How to set the default charset to utf-8 for creating table when using hibernate with java persistence annotations

4 min read >

Setting default charset to utf-8 for tables using hibernate with JPA annotations

Engineering Insights & Enterprise solutions

Yesterday I encountered a problem when trying to persist a String value into a MySQL column of type ‘text‘ (the problem also occurs for column types ‘tinytext‘, ‘mediumtext‘ etc.)

The first confusing thing was that the error message returned by MySQL was
java.sql.BatchUpdateException: Data truncation: Data too long for column 'my_column'

The confusing thing was that the column was of type ‘text‘ (length=65536), and I then changed it to type ‘mediumtext‘ (length=16777215), but the value that I was trying to persist had only around 6000 characters, so it was not a problem with the data length.
Instead, the one thing that was noticeable about my String value was that it contained non-ASCII characters (particularly Romanian characters with diacritics).

After a little search on the web, I found the following MySQL bug description http://bugs.mysql.com/bug.php?id=17872
A comment on that page ([8 Mar 2006 9:53] [ name withheld ]) also contains some more links to similar bug descriptions.

Now it was a little clearer that the problem was caused by the Romanian characters (and the error message was just stupid), so the next thing to do was to figure out why the database table didn’t store UTF-8 characters.

Although I created the database with
create database mydb character set utf8 collate utf8_general_ci;
still, the tables created inside it had the collation latin1_swedish_ci.

My application uses Hibernate for persistence and uses java persistence annotations to specify the hibernate mappings.
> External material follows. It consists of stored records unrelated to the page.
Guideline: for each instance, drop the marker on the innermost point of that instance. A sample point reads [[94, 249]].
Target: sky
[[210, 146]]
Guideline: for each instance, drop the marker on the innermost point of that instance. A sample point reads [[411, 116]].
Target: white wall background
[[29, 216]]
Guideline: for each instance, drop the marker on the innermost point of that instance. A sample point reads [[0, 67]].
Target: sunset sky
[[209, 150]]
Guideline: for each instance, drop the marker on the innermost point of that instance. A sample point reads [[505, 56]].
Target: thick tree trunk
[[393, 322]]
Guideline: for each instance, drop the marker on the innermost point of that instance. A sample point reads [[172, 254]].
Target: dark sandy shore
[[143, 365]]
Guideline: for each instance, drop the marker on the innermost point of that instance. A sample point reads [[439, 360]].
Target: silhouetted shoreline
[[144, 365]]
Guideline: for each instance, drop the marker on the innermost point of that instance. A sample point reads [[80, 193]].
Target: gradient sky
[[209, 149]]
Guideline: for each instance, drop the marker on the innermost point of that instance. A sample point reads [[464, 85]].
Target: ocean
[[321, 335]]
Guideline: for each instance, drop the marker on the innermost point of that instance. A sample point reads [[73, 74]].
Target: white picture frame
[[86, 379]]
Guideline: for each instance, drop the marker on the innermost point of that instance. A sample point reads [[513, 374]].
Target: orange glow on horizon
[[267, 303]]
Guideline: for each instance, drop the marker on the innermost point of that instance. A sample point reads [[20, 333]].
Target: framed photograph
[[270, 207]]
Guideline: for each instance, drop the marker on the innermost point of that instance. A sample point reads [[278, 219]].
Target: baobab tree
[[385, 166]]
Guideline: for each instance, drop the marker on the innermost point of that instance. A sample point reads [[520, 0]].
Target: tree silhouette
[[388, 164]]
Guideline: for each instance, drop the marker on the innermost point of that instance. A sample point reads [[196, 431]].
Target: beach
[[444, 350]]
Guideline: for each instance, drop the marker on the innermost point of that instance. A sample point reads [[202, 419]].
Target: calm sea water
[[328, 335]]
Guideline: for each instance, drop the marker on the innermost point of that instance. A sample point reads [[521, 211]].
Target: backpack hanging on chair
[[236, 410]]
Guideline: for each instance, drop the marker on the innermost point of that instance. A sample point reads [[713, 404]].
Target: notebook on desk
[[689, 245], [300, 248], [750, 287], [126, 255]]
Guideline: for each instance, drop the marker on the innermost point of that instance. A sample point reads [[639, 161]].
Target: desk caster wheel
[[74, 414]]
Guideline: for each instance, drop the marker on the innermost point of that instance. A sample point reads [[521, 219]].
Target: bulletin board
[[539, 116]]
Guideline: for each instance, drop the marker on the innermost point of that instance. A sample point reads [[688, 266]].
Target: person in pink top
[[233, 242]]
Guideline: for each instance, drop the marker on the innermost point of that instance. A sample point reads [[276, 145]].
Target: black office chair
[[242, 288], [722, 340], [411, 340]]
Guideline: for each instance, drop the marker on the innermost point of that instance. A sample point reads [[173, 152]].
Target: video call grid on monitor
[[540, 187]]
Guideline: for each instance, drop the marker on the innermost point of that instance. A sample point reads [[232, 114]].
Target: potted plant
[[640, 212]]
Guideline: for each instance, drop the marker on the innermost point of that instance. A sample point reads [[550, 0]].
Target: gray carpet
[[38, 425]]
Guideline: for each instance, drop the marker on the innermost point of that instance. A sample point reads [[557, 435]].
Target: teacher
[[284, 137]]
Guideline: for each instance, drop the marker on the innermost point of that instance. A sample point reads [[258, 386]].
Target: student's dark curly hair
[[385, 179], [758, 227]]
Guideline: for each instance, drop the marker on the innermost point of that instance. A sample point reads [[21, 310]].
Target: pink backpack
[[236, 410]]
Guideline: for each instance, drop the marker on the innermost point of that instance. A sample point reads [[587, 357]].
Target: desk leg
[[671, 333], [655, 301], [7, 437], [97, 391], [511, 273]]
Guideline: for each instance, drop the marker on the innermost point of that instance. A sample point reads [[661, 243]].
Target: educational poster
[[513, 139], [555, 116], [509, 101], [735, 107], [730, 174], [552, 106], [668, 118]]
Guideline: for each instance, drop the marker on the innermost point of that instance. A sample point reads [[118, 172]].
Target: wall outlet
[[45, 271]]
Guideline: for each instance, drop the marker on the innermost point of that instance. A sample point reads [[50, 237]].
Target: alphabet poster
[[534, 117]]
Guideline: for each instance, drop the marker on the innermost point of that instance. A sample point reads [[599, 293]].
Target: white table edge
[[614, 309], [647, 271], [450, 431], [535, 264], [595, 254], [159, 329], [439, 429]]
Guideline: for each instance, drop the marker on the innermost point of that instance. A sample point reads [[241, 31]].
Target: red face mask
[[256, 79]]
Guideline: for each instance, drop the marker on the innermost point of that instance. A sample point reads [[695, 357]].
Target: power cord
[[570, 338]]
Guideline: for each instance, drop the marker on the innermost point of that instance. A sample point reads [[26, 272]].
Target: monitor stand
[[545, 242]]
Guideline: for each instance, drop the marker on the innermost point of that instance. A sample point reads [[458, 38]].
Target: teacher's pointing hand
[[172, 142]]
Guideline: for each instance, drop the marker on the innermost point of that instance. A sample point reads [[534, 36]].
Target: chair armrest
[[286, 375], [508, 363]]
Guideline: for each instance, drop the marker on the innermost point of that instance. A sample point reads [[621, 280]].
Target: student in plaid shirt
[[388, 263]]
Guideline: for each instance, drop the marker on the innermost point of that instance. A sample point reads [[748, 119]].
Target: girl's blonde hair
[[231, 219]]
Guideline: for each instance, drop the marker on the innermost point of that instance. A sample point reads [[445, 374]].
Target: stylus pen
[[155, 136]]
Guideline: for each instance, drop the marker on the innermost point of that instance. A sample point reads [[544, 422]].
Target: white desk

In my case the code is something like this:


import javax.persistence.*;

@Entity
@Table(name = "my_table")
public class MyClass implements Serializable {
    private String myValue;

    @Column(name = "my_column", columnDefinition = "mediumtext", length = 16777215)
    public String getMyValue() {
        return this.myValue;
    }

    public void setMyValue(String value) {
        this.myValue = value;
    }
}

The database schema is automatically generated based on the classes and hibernate mappings, by using the following ant target:


    <taskdef name="hibernatetool"
             classname="org.hibernate.tool.ant.HibernateToolTask"
             classpathref="project.classpath"/>

    <target name="hbm2ddl-schema"
            description="Generates the database schema from hibernate mappings">
        <hibernatetool destdir="">
            <classpath refid="project.classpath"/>
            <annotationconfiguration configurationfile="${classes.dir}/hibernate.cfg.xml"/>
            <hbm2ddl export="true" drop="false" create="true" haltonerror="true"/>
        </hibernatetool>
    </target>

If I had created the database tables by writing the SQL DDL by hand, I would have used the following script:


  create table `my_table` (
      `Id` int(11) NOT NULL auto_increment,
      `my_column` mediumtext NOT NULL default ”,
      ......
  ) ENGINE=InnoDB DEFAULT CHARSET=utf8;

But in my case, the database schema is automatically generated by HibernateTools, so I have to specify the default charset for the table somewhere in the @Table annotation or hibernate configuration, or hibernatetool parameters.

After trying a few options (and I must admit I did not search thoroughly, so if you know of some better way to specify the default charset, please leave a comment), I chose the following solution:
I implemented my own custom org.hibernate.dialect.Dialect, by subclassing org.hibernate.dialect.MySQL5InnoDBDialect:


import org.hibernate.dialect.MySQL5InnoDBDialect;

/**
 * Extends MySQL5InnoDBDialect and sets the default charset to be UTF-8
 * @author Sorin Postelnicu
 * @since Aug 13, 2007
 */
public class CustomMysqlDialect extends MySQL5InnoDBDialect {

    public String getTableTypeString() {
        return " ENGINE=InnoDB DEFAULT CHARSET=utf8";
    }
}

and used it in my hibernate.cfg.xml:


<hibernate-configuration>
    <session-factory>
        <property name="hibernate.dialect">my.package.CustomMysqlDialect</property>
        .....
    </session-factory>
</hibernate-configuration>